2021年日本公開映画で面白かった順位:33/210
   ストーリー:★★★★★
  キャラクター:★★★★★
      映像:★★★★☆
      音楽:★★★☆☆
映画館で観るべき:★★★★☆

【以下の要素が気になれば観てもいいかも】

サスペンス
ヒューマンドラマ
キューバ危機
スパイ

【あらすじ】

東西冷戦下、米ソ間の核武装競争が激化。世界中の人々は核戦争の脅威に怯えていた。そんなとき、CIAとMI6のエージェントが1人の英国人に目を付けた。その男、グレヴィル・ウィン(ベネディクト・カンバーバッチ)は東欧諸国に工業製品を卸すセールスマン。

彼が依頼された任務とは、販路拡大と称してモスクワに赴き、GRUのペンコフスキー大佐(メラーブ・ニニッゼ)から受け取ったソ連の機密情報を西側に持ち帰ることだった。あまりに危険なミッションに恐れをなし、ウィンは協力を拒否するが、世界平和のために祖国を裏切ったペンコフスキーに説得され、やむなくモスクワ往復を引き受ける。

だが、政治体制を超えた友情と信頼で結ばれた男たちは、非常な国家の論理に引き裂かれ、過酷な運命をたどることに―。

【感想】

これは想像以上に面白い映画だったので、ぜひオススメしたいですね!ただのセールスマンだった男が突然運び屋を依頼され、最後は捕まってしまう悲劇を描いた映画です。ちなみに、MI6やCIAも出てくるけど、ジェームズ・ボンドもフェリックス・ライターもいません(笑)全然違う職種の人がスパイになる話ではあるものの、コメディやアクションじゃないんですよ!濃厚なサスペンスでありヒューマンドラマで、しかも実話をベースにした話。主人公のグレヴィルを演じたベネディクト・カンバーバッチの演技に脱帽でした!

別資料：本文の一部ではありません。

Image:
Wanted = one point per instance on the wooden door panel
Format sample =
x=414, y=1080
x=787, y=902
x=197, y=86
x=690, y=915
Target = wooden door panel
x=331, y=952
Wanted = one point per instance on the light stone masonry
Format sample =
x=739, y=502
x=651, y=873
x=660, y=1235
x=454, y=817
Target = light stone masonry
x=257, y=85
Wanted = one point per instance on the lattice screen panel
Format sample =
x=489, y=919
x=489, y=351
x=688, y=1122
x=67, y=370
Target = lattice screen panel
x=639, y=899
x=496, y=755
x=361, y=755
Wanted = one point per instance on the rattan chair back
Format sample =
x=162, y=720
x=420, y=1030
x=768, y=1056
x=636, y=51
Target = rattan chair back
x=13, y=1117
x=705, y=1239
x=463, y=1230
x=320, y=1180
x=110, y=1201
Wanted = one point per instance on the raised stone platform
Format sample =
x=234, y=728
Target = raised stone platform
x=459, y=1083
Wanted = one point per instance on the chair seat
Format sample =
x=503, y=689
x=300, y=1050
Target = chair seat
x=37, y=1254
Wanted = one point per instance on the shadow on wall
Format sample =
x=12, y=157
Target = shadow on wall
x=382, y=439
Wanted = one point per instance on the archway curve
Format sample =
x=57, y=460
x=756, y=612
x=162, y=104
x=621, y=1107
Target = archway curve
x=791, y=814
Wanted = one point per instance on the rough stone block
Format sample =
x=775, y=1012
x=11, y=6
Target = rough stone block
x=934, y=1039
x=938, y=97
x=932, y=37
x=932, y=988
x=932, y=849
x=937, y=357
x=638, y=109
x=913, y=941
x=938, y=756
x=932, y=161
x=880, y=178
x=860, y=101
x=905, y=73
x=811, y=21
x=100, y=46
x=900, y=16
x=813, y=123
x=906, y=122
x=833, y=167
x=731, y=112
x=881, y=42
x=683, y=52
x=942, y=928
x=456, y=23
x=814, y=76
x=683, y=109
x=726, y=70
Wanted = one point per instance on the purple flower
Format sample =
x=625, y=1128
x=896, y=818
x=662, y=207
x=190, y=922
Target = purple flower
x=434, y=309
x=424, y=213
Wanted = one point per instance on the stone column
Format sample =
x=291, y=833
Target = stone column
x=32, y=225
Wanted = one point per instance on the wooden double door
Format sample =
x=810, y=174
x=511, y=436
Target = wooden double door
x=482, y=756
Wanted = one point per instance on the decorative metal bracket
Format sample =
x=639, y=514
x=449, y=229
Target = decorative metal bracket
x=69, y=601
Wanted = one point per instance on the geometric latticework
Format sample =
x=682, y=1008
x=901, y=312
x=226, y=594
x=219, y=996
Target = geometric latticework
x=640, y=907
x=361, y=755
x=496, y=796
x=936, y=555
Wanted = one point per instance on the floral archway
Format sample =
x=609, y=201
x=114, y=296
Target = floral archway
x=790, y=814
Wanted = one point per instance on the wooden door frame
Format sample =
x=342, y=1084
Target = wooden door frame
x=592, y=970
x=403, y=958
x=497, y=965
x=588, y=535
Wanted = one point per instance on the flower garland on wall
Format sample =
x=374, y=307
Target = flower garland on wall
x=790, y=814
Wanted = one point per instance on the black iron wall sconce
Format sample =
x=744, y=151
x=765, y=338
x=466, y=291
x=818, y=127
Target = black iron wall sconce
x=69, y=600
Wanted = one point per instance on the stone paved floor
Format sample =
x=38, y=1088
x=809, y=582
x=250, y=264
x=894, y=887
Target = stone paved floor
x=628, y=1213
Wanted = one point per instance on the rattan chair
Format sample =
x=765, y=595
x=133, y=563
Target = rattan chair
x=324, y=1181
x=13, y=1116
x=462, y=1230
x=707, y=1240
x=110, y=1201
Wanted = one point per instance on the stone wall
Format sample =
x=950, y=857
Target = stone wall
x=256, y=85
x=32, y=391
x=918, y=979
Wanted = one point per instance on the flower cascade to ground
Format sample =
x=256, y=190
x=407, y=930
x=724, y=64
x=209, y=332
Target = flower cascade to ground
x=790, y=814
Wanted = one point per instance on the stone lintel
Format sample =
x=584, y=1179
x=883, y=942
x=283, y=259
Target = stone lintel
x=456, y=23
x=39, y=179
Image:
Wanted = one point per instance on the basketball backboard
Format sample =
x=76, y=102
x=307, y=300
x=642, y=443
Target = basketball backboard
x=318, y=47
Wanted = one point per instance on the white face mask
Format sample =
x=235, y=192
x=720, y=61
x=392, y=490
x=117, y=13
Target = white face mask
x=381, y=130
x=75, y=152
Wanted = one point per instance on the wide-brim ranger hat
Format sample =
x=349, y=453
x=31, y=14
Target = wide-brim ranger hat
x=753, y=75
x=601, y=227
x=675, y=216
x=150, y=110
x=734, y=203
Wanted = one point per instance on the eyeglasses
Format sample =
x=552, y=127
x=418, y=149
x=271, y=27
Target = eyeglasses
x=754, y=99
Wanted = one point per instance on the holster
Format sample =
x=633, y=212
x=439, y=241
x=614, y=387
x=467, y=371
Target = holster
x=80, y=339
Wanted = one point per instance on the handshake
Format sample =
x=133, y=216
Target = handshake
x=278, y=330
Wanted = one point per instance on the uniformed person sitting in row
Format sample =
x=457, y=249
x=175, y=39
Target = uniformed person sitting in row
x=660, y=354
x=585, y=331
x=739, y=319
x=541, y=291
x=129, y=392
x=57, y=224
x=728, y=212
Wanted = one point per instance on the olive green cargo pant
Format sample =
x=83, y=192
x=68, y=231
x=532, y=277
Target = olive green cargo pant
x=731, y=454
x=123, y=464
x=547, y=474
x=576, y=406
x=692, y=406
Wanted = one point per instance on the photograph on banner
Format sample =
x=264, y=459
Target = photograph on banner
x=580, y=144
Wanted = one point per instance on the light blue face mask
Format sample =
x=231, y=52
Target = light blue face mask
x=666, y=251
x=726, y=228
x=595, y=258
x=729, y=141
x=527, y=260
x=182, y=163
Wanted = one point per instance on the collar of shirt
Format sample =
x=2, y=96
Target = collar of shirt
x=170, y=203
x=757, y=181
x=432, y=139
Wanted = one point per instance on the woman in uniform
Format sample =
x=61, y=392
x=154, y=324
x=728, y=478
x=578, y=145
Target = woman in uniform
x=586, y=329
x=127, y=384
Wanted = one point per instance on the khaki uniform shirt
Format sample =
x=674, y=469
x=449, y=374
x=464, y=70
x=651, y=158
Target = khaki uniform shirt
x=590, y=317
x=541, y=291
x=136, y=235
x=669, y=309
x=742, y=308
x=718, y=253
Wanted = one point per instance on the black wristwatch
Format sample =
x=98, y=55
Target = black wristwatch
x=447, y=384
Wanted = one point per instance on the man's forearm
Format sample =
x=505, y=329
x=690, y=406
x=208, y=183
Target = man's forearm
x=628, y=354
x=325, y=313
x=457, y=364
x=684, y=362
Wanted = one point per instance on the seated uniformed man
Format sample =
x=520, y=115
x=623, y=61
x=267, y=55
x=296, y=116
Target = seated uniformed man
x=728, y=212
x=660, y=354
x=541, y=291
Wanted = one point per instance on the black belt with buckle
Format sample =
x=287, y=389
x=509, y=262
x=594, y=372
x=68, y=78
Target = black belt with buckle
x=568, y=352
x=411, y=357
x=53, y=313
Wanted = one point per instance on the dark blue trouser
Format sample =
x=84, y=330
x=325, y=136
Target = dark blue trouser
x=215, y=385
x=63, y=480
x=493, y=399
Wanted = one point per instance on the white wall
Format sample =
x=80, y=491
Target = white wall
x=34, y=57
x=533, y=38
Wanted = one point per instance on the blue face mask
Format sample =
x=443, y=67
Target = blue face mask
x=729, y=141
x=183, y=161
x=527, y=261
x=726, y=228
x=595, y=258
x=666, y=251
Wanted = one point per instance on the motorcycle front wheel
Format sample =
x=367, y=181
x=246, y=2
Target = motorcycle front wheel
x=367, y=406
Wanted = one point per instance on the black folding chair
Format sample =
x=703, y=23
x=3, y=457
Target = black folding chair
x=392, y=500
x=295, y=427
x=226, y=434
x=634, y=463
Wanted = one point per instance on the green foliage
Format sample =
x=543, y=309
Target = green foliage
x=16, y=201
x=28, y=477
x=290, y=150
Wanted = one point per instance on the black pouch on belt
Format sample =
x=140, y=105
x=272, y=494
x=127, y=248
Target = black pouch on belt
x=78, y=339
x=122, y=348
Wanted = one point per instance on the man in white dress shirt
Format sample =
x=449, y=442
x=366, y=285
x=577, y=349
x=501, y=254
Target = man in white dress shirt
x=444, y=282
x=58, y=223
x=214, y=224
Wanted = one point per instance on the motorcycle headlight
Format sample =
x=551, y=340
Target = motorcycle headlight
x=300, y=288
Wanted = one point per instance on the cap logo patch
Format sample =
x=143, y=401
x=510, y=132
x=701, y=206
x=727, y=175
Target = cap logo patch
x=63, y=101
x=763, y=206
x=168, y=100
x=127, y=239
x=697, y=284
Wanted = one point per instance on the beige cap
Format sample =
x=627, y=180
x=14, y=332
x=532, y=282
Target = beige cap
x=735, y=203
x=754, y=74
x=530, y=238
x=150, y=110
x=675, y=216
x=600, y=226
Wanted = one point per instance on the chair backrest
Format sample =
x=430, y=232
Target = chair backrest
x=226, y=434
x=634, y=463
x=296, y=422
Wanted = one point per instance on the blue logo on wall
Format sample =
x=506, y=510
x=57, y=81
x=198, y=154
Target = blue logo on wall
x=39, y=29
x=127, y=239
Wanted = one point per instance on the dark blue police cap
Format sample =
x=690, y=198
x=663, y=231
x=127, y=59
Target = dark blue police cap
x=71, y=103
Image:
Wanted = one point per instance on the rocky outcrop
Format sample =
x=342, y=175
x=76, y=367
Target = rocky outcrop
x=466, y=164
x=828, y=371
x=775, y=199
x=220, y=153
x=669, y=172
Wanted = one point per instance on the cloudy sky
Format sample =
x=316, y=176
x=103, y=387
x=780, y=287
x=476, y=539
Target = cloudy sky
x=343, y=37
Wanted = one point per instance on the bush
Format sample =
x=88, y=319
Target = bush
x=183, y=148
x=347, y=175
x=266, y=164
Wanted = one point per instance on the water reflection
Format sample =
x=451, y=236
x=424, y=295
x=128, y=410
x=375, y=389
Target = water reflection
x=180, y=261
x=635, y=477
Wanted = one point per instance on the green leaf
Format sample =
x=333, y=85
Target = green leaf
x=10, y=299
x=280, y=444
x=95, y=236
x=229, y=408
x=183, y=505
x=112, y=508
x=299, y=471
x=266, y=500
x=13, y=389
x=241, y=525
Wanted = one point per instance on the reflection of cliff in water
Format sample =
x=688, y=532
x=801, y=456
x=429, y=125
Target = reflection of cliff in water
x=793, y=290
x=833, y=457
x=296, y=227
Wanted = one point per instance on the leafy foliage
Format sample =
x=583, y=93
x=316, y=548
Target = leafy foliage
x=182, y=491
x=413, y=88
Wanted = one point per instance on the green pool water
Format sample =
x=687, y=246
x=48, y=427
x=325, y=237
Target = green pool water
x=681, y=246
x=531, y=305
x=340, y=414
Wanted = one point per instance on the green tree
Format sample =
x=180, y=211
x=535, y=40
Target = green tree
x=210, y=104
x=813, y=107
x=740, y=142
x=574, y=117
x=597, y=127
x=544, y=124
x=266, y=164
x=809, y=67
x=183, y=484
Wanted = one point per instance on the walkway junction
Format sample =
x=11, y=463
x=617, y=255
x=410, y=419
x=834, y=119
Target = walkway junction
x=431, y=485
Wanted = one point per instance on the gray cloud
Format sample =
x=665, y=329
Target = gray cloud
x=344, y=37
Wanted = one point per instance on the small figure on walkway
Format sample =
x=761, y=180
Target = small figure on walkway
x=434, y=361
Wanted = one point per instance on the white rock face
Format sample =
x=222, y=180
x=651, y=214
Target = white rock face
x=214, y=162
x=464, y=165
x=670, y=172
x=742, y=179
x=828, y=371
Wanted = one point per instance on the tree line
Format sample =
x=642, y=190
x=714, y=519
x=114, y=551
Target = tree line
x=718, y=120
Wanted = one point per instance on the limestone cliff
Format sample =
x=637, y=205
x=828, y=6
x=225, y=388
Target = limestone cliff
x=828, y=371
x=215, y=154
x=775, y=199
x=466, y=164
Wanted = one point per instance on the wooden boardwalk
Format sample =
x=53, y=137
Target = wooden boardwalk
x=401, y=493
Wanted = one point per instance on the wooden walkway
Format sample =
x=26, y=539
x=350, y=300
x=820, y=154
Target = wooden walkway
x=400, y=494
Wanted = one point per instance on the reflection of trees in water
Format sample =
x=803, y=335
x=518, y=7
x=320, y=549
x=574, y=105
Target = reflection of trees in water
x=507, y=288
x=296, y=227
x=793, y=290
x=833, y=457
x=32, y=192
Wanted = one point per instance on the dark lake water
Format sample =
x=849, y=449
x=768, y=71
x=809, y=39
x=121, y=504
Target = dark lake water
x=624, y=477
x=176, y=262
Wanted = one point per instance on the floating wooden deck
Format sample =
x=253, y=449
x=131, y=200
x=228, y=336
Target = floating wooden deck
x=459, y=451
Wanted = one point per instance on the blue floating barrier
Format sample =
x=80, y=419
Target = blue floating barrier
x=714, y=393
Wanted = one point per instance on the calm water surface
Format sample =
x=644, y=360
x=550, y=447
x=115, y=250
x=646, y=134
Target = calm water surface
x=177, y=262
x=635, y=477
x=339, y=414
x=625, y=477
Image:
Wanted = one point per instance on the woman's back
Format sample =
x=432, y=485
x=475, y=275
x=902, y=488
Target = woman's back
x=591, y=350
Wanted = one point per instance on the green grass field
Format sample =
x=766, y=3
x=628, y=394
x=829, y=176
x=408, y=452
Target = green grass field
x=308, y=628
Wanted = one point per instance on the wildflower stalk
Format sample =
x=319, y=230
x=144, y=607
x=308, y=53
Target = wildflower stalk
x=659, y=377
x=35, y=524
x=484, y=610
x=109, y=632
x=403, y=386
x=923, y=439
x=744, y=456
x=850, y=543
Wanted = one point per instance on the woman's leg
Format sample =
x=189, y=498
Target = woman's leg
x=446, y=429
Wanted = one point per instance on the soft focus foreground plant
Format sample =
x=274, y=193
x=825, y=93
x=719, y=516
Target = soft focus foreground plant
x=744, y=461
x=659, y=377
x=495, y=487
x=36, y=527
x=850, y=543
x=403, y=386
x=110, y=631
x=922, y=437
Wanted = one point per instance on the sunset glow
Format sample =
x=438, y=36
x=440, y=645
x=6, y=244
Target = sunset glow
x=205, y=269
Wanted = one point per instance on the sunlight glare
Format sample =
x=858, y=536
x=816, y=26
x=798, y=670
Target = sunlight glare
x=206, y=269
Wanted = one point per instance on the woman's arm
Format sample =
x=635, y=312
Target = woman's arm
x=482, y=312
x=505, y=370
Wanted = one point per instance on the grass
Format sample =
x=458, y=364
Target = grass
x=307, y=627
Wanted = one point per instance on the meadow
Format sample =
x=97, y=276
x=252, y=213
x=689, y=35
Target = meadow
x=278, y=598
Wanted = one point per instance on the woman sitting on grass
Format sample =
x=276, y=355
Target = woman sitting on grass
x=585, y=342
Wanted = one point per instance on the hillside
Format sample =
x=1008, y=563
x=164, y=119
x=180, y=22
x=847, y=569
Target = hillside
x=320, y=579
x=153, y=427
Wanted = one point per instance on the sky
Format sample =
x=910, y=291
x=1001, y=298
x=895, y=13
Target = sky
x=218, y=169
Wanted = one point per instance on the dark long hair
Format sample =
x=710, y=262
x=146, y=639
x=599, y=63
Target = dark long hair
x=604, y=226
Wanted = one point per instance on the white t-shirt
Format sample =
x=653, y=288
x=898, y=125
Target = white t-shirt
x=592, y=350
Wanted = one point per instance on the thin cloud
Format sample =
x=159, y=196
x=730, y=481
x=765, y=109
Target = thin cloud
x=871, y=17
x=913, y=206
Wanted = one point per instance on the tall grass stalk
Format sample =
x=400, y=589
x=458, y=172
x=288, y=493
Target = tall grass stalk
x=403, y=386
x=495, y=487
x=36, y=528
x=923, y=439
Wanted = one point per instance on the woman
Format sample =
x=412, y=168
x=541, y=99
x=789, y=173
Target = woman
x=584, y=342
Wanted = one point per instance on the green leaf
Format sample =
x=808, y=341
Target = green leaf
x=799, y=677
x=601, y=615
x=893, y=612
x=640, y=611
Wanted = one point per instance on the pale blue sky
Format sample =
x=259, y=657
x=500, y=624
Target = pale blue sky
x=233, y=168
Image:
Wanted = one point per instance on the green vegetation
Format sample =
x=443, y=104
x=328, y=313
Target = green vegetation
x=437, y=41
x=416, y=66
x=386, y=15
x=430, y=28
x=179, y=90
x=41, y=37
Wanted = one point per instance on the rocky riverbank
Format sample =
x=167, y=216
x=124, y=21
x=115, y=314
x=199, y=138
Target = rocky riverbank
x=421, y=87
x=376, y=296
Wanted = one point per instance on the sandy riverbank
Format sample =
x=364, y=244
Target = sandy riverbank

ネタバレってほどでもないですが、やや物語の内容にも触れている部分があるので、読む際には十分ご注意ください。

<キューバ危機を回避するためのミッション>

舞台は1962年。キューバ危機のときの米ソおよびイギリスがメインですね。キューバ危機というのは、旧ソ連がキューバに核ミサイルを配備し、アメリカと核戦争を起こしかねない一触即発の事態となった出来事です。世界史専攻じゃなくても、名前ぐらいは聞いたことある人も多いかもしれません。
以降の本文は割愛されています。